Papa: la paura dello straniero può contagiare i cristiani
"Non avere paura dello straniero, di chi è diverso da noi, del povero, come fosse nostro nemico" è l'esortazione arrivata poi dal Papa, che ha ricordato come la paura sia "una malattia antica". "Il mondo oggi - ha sottolineato - è spesso abitato dalla paura. E dalla rabbia che è sorella della paura. È una malattia antica: nella Bibbia ricorre spesso l`invito a non avere paura. Il nostro tempo conosce grandi paure di fronte alle vaste dimensioni della globalizzazione". E "le paure si concentrano spesso su chi è straniero, diverso da noi, povero, come se fosse un nemico. E allora ci si difende da queste persone, credendo di preservare quello che abbiamo o quello che siamo".
"L`atmosfera di paura - ha proseguito il Papa - può contagiare anche i cristiani che, come quel servo della parabola, nascondono il dono ricevuto: non lo investono nel futuro, non lo condividono con gli altri, ma lo conservano per sé". "Se siamo da soli, siamo presi facilmente dalla paura. Ma - ha aggiunto - il vostro cammino vi orienta a guardare insieme il futuro: non da soli, non per sé. Insieme con la Chiesa".

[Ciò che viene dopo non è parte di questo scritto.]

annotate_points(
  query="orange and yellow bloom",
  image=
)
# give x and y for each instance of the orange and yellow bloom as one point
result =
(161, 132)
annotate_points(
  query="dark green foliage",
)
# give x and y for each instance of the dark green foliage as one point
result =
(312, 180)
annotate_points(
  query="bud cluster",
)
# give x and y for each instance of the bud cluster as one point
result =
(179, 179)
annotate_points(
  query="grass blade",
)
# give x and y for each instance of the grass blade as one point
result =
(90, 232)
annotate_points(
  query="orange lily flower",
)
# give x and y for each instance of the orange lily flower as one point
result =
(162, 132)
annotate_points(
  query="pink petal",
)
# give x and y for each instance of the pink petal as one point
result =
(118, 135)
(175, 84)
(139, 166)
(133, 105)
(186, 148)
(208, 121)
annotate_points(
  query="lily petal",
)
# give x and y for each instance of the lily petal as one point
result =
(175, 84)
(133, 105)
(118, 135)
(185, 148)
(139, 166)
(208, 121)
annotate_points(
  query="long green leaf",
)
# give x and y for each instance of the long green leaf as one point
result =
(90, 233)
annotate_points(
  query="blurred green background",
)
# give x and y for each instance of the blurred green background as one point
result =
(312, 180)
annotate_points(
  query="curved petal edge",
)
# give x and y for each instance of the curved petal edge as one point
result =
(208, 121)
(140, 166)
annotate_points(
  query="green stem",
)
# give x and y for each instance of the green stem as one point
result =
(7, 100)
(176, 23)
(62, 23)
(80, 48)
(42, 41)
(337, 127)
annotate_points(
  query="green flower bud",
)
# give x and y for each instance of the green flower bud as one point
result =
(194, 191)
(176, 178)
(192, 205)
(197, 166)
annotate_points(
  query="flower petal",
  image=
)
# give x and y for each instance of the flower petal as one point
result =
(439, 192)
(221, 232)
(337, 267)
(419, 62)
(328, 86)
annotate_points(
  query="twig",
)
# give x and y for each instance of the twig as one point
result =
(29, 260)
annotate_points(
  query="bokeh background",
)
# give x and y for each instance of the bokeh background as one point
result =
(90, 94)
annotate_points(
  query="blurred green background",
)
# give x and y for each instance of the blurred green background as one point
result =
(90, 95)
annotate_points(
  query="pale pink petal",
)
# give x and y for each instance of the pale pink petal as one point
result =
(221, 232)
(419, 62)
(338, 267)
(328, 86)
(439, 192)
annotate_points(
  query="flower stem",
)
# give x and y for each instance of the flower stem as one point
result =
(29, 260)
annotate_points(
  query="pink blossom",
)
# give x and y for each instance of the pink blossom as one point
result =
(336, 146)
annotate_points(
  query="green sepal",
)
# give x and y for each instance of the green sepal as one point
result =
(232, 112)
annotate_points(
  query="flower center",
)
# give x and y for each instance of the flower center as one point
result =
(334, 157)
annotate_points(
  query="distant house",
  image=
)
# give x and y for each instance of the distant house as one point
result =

"Creare una società in cui nessuno sia più straniero E 'non dite mai: 'Io che c`entro?"
"Non dite mai 'io che c'entro?'": così il Papa, in occasione della visita alla comunità di Sant'Egidio ha rinnovato l'appello a ciascuno ad essere "artigiano di pace", "profeta di misericordia", ad adoperarsi per "creare una società in cui nessuno sia più straniero", a "valicare i muri e i confini".
"Ciascuno - ha sottolineato il Papa - è chiamato a cambiare il proprio cuore assumendo uno sguardo misericordioso verso l`altro, per diventare artigiano di pace e profeta di misericordia". Papa Francesco ha poi ricordato la parabola del buon samaritano ricordando che non aveva una specifica responsabilità verso l`uomo ferito che aveva incontrato mezzo morto per la strada, ed era straniero. "Invece si comportò da fratello, perché ebbe uno sguardo di misericordia. Il cristiano, per sua vocazione, è fratello di ogni uomo, specie se povero, e anche se nemico".
Quindi "Non dite mai: 'Io che c`entro?', Uno sguardo misericordioso ci impegna all`audacia creativa dell`amore, ce n`è tanto bisogno! Siamo fratelli di tutti e, per questo, profeti di un mondo nuovo; e la Chiesa è segno di unità del genere umano, tra popoli, famiglie, culture".